Il existe en effet « une règle d’or » entre la croissance économique d’un pays et la rémunération de ses épargnants, comme l’a expliqué le premier l’économiste français Maurice Allais (1911 -2010), prix Nobel d’économie 1988. C’est même une règle « éthique », selon Allais, que de rémunérer l’épargne juste au niveau de la croissance réelle de l’économie, car si le capital épargné rapportait plus que le taux de croissance, ce serait aux dépens du facteur travail, et vice versa. Il s’agit certes d’une norme théorique, mais dont la validité est infiniment plus rationnelle et plus respectable que les règlements administratifs fixant le taux du Livret A et qui ne cessent de changer.

Personne n’ignore bien sûr la raison originelle des mécomptes de l’épargne en France et dans la zone euro. Elle incombe à la Banque centrale européenne, à sa politique de taux d’intérêt zéro, voire négatifs, ainsi qu’à ses achats d’actifs financiers qui ont fait chuter les taux du marché obligataire.

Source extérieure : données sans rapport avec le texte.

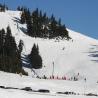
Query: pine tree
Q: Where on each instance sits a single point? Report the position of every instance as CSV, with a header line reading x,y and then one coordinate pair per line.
x,y
35,58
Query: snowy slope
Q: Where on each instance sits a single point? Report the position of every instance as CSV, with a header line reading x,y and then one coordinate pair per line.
x,y
68,57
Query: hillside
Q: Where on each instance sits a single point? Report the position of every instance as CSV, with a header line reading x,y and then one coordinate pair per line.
x,y
78,55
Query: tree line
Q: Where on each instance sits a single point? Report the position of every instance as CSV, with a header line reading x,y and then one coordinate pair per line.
x,y
40,25
10,53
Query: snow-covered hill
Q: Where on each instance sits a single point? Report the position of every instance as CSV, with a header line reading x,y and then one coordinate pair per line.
x,y
76,57
79,55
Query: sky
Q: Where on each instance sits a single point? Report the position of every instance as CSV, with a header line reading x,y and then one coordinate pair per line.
x,y
77,15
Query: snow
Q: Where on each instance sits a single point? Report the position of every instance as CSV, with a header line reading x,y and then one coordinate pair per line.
x,y
69,58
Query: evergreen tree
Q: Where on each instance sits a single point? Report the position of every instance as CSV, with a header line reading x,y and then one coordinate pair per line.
x,y
35,58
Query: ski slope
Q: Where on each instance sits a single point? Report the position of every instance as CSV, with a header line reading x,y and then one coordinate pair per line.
x,y
78,55
68,57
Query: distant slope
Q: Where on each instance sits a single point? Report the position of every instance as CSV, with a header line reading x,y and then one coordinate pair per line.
x,y
79,55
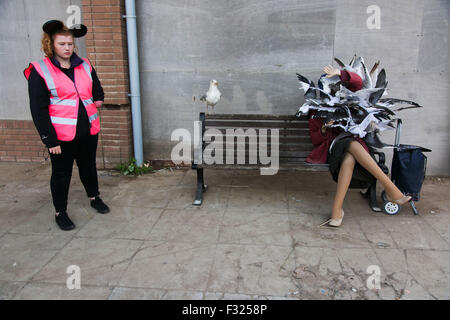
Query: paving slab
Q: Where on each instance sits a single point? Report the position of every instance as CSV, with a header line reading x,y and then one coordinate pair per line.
x,y
252,270
101,261
255,237
46,291
170,265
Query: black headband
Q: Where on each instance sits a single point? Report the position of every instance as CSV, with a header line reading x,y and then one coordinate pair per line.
x,y
53,26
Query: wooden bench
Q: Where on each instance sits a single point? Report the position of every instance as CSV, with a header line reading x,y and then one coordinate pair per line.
x,y
294,145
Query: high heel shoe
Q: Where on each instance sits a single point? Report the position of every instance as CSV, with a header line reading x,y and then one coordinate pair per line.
x,y
334,222
400,201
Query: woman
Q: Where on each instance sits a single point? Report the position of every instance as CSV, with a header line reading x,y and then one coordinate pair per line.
x,y
65,93
348,156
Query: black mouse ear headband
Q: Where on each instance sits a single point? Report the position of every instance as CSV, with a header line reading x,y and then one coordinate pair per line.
x,y
53,26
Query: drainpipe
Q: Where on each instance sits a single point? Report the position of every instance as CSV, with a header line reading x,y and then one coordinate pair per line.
x,y
133,62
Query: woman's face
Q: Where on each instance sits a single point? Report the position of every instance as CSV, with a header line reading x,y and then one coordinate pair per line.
x,y
63,46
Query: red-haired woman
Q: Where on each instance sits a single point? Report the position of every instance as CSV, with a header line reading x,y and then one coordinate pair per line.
x,y
349,159
65,93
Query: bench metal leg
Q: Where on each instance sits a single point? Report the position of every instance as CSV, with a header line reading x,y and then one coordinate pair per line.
x,y
371,194
201,187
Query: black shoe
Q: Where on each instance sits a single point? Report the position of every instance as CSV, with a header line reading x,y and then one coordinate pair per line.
x,y
99,205
64,222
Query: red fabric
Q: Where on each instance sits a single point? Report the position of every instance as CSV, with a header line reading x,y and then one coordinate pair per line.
x,y
351,80
322,142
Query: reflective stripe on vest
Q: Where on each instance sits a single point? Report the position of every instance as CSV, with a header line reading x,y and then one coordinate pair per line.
x,y
48,79
88,69
93,117
57,120
67,102
88,101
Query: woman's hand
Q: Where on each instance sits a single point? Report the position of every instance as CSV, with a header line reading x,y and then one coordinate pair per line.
x,y
55,150
331,71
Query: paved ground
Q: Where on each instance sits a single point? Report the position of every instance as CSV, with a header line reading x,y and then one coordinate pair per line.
x,y
255,237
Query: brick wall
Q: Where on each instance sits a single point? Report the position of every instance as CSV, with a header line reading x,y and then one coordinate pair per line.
x,y
107,50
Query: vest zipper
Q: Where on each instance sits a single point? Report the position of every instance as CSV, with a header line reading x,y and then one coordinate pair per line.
x,y
79,99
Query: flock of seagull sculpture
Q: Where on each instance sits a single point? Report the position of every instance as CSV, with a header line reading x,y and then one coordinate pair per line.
x,y
363,112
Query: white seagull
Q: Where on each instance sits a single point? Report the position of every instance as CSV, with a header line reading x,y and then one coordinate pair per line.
x,y
212,96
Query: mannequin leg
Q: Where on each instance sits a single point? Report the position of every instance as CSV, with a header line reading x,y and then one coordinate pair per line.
x,y
344,178
365,160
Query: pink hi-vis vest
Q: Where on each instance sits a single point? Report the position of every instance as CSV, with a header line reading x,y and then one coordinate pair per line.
x,y
65,97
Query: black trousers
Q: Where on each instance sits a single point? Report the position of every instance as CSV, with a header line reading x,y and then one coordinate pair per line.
x,y
83,151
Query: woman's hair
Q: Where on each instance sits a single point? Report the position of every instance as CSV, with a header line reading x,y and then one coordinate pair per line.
x,y
48,40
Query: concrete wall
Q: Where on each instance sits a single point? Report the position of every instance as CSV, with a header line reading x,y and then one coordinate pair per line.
x,y
20,42
254,48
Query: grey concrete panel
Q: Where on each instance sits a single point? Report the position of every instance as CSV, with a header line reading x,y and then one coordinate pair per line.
x,y
20,43
434,45
251,35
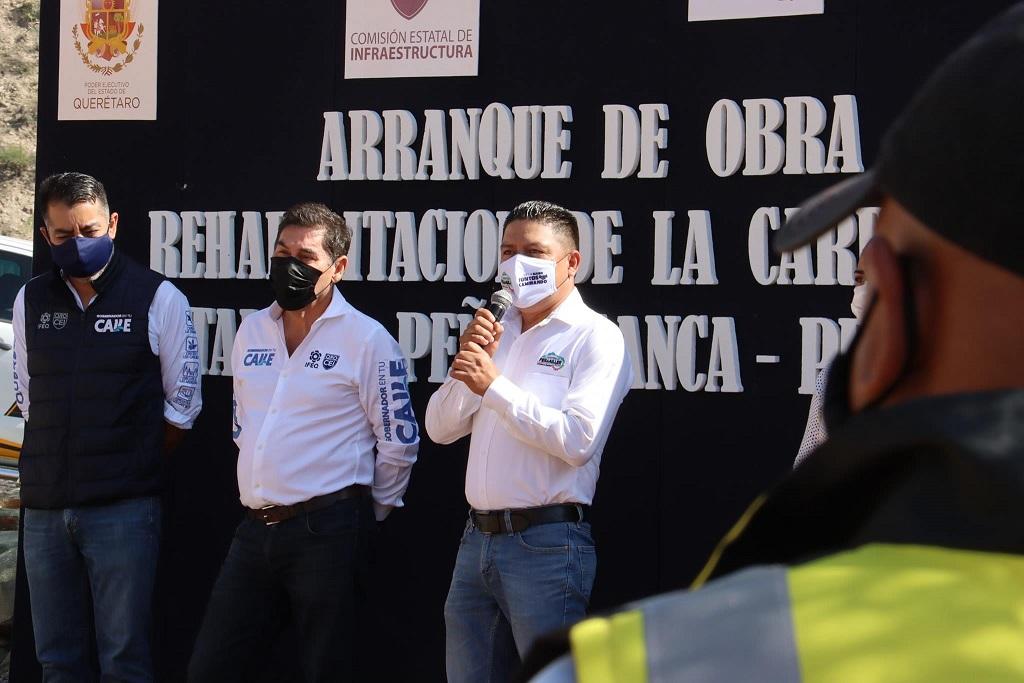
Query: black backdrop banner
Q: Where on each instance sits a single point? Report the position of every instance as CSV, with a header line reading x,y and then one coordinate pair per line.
x,y
680,143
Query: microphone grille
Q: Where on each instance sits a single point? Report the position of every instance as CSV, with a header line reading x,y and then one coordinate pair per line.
x,y
502,298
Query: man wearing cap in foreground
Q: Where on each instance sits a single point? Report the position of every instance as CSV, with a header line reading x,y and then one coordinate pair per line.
x,y
896,552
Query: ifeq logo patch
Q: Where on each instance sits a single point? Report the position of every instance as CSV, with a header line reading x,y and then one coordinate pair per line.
x,y
551,359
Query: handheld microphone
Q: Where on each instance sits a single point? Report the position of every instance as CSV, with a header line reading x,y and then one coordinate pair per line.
x,y
500,302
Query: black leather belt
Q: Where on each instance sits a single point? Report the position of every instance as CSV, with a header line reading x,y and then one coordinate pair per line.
x,y
519,519
272,514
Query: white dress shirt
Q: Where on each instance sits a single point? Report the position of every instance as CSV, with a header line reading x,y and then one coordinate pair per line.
x,y
170,325
539,430
307,424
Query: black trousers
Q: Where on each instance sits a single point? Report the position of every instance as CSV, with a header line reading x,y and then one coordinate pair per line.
x,y
308,571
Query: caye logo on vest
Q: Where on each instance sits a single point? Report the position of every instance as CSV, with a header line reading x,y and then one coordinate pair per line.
x,y
551,359
113,323
258,357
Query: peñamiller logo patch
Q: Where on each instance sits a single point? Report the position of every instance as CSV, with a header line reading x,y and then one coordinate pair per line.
x,y
409,38
708,10
551,359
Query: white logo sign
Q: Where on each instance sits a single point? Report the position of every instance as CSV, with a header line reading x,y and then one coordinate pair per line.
x,y
108,60
707,10
404,38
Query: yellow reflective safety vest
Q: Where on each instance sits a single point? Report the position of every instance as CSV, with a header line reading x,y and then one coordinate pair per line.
x,y
895,555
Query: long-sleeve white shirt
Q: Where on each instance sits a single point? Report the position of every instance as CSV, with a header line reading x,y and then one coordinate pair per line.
x,y
170,324
308,424
540,428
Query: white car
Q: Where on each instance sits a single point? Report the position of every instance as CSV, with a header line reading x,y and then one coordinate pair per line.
x,y
15,269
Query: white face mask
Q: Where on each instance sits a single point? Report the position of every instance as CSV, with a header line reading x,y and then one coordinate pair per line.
x,y
528,280
861,297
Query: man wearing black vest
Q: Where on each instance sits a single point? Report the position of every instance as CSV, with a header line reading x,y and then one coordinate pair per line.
x,y
107,363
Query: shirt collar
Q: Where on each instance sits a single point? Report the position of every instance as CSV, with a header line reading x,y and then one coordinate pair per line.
x,y
569,311
338,307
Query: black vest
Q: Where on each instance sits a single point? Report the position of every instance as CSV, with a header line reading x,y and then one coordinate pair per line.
x,y
95,426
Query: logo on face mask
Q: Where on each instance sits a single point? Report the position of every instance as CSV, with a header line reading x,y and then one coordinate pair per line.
x,y
117,323
528,280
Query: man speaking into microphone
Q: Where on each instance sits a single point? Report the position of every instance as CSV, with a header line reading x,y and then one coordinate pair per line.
x,y
538,392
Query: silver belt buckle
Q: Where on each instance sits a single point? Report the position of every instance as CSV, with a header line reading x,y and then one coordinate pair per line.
x,y
263,517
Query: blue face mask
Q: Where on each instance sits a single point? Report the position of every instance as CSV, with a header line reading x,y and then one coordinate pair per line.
x,y
82,257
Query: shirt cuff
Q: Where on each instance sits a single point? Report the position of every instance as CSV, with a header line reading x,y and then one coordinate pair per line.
x,y
501,395
179,420
382,511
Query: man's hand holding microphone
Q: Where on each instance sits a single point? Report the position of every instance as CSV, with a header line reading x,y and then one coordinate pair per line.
x,y
473,365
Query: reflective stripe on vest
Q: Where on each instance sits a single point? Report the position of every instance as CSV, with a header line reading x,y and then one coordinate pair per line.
x,y
902,613
881,613
606,650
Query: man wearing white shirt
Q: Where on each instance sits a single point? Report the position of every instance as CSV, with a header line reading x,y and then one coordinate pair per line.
x,y
107,366
327,439
538,392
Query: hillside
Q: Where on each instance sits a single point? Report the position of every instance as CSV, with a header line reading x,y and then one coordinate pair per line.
x,y
18,85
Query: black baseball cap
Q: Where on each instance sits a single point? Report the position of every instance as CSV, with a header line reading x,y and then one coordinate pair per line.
x,y
954,158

Christine Lagarde, qui a le cœur sur la main, nous a expliqué en prenant ses fonctions à la présidence de la BCE que cette dernière « a bien fait d’arbitrer en faveur de l’emploi, de la croissance, plutôt qu’en faveur de la protection des épargnants ». Cette vulgate de la science économique semble être le bon sens, si ce n’est qu’elle fait l’impasse sur les travers d’une politique monétaire qui alimente la spéculation boursière et immobilière, notamment à Paris, avec des effets sociaux désastreux.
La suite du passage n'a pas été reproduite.